It's official: Nikon will soon launch a full-frame mirrorless camera system with a brand a new lens mount. In a press release, it announced that it's developing a "next-generation full-frame (Nikon FX-format) mirrorless camera and Nikkor lenses, featuring a new mount," adding that "professional creators around the world have contributed to the development." As expected, it's also working on an adapter that will let you use existing full-frame Nikon F-Mount DSLR lenses with the cameras.
Nikon hinted that the new mount would allow it to make the lenses and cameras slimmer and smaller. "The new mirrorless camera and Nikkor lenses that are in development will enable a new dimension in optical performance with the adoption of a new mount," says the press release.
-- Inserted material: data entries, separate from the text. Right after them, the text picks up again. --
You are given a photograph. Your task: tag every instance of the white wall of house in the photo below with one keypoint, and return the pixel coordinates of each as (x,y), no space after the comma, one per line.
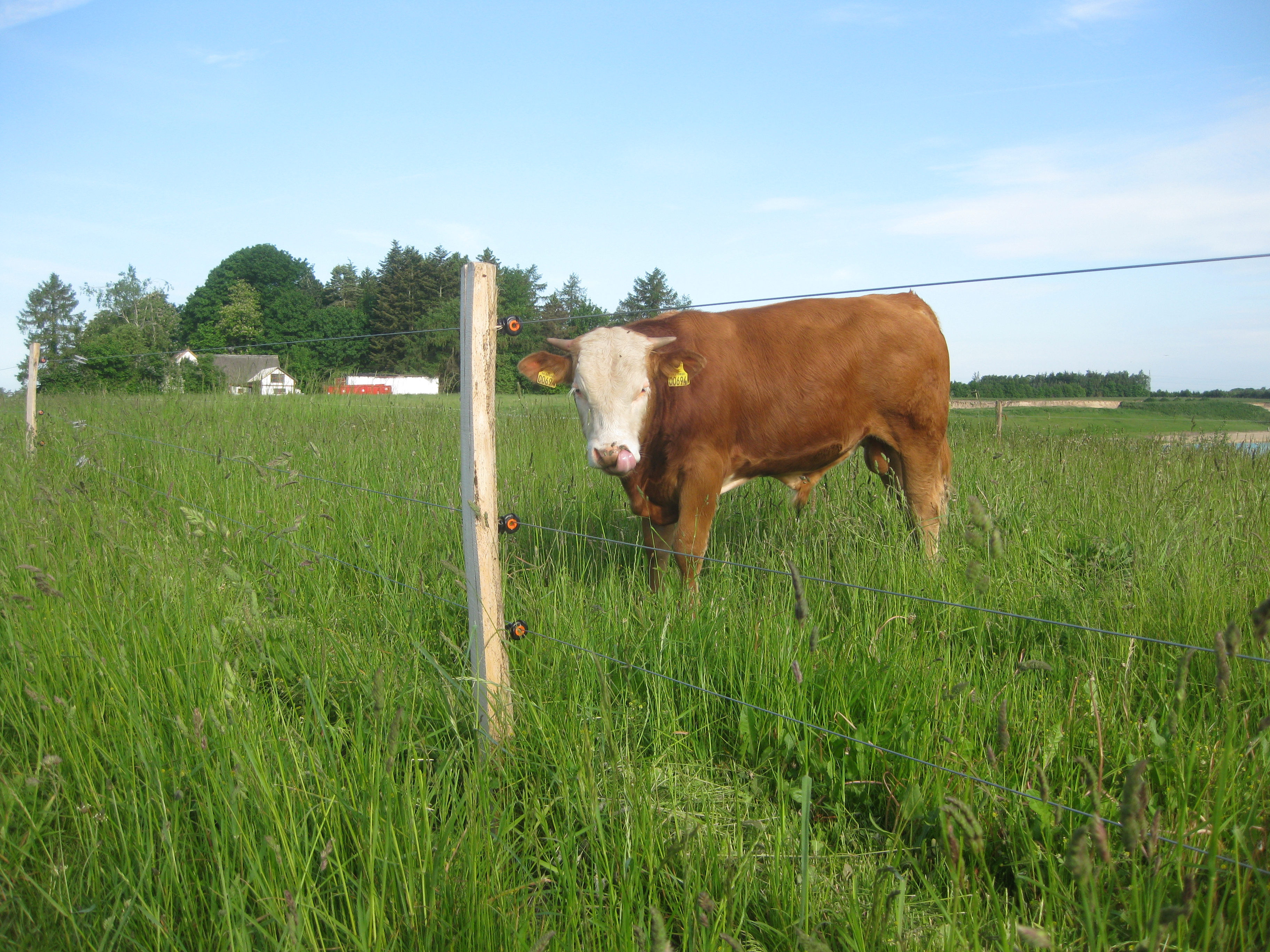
(400,385)
(271,381)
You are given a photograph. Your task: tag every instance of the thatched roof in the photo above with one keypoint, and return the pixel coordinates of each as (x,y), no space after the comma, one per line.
(243,368)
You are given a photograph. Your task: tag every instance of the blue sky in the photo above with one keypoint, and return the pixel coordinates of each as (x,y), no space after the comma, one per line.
(746,149)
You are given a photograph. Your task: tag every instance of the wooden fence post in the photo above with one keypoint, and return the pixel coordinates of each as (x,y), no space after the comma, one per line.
(478,334)
(32,382)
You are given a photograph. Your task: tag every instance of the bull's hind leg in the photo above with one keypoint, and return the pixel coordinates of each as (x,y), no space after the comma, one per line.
(884,461)
(661,542)
(925,475)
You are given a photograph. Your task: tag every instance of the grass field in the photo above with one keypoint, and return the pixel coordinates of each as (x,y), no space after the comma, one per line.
(214,738)
(1133,418)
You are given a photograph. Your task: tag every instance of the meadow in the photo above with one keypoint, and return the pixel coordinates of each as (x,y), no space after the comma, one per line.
(1142,418)
(213,736)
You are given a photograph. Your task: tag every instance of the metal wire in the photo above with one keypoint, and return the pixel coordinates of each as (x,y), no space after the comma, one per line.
(888,592)
(670,678)
(713,304)
(882,749)
(258,529)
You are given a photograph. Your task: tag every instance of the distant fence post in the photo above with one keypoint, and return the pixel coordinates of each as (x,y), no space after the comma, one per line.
(32,382)
(478,334)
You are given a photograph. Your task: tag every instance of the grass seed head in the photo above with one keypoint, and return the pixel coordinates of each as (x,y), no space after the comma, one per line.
(200,738)
(1222,683)
(1077,858)
(1133,807)
(1033,664)
(799,597)
(1262,620)
(980,515)
(661,941)
(1234,639)
(809,942)
(1033,937)
(378,691)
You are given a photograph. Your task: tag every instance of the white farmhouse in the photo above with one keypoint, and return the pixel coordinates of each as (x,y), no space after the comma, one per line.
(256,374)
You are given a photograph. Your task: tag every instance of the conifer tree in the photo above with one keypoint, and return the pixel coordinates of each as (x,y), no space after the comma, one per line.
(50,318)
(651,296)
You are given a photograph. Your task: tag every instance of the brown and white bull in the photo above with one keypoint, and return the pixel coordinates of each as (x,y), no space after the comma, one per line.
(688,405)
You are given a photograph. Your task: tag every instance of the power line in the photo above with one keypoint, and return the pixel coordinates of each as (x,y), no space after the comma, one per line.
(713,559)
(882,749)
(888,592)
(924,285)
(713,304)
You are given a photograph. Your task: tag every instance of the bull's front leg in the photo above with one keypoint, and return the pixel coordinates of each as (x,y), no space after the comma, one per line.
(699,499)
(660,541)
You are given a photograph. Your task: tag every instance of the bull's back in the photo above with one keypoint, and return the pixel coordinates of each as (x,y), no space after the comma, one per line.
(807,374)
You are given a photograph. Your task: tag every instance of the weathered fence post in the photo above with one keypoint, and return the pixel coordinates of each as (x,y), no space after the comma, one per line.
(478,334)
(32,382)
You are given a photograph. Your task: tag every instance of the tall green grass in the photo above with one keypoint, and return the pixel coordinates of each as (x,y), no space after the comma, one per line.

Nikon is just confirming what we already strongly suspected, considering that yesterday, its European division unveiled a teaser video with shadowy glimpses of the camera. It also set up a website called "In Pursuit of Light," which had the apparent launch date of the camera (August 23rd) hidden in the HTML code. However, Nikon has yet to confirm the specs, date and price, or even shown an official image of it yet. More details will reportedly come on a dedicated website at a later date.
For the rest of the story, we're relying on sites like Nikon Rumors, which have been pretty accurate up to this point. Nikon will supposedly release two cameras, a $4,000 48-megapixel model, and a $2,500, 25-megapixel "budget" version. Those compare roughly to Sony's 42.4-megapixel A7R III and the 24-megapixel A7 III, though both Nikon models would be more costly and have higher resolution.
As I wrote last month, Nikon and Canon are under extreme pressure to catch Sony in the mirrorless category. Both companies are way, way late to the game, so Nikon will have to at least match Sony's current models to have any kind of a chance. The $2,000 A7 III, for one, is a stellar performer, and there are 63 native FE lenses for it, while Nikon is starting from scratch with its own system. The adapter will help, but could degrade optical and mechanical performance compared to native lenses.
If Nikon builds a mirrorless version of the D850 DSLR, with similar specs, that will be a good start. It did say that "soon, Nikon users will have two industry-leading camera systems to choose from, giving consumers the choice to enjoy the unique values that each system offers."
It also emphasized the "reliability and trusted performance" of its DSLR models, and said that professional creators helped contributed to the development of the new system. Canon and Nikon pros have often decried the durability and handling of Sony cameras, so if Nikon can nail that part with its own mirrorless models while offering comparable tech, it may be able to keep those valuable customers in the fold.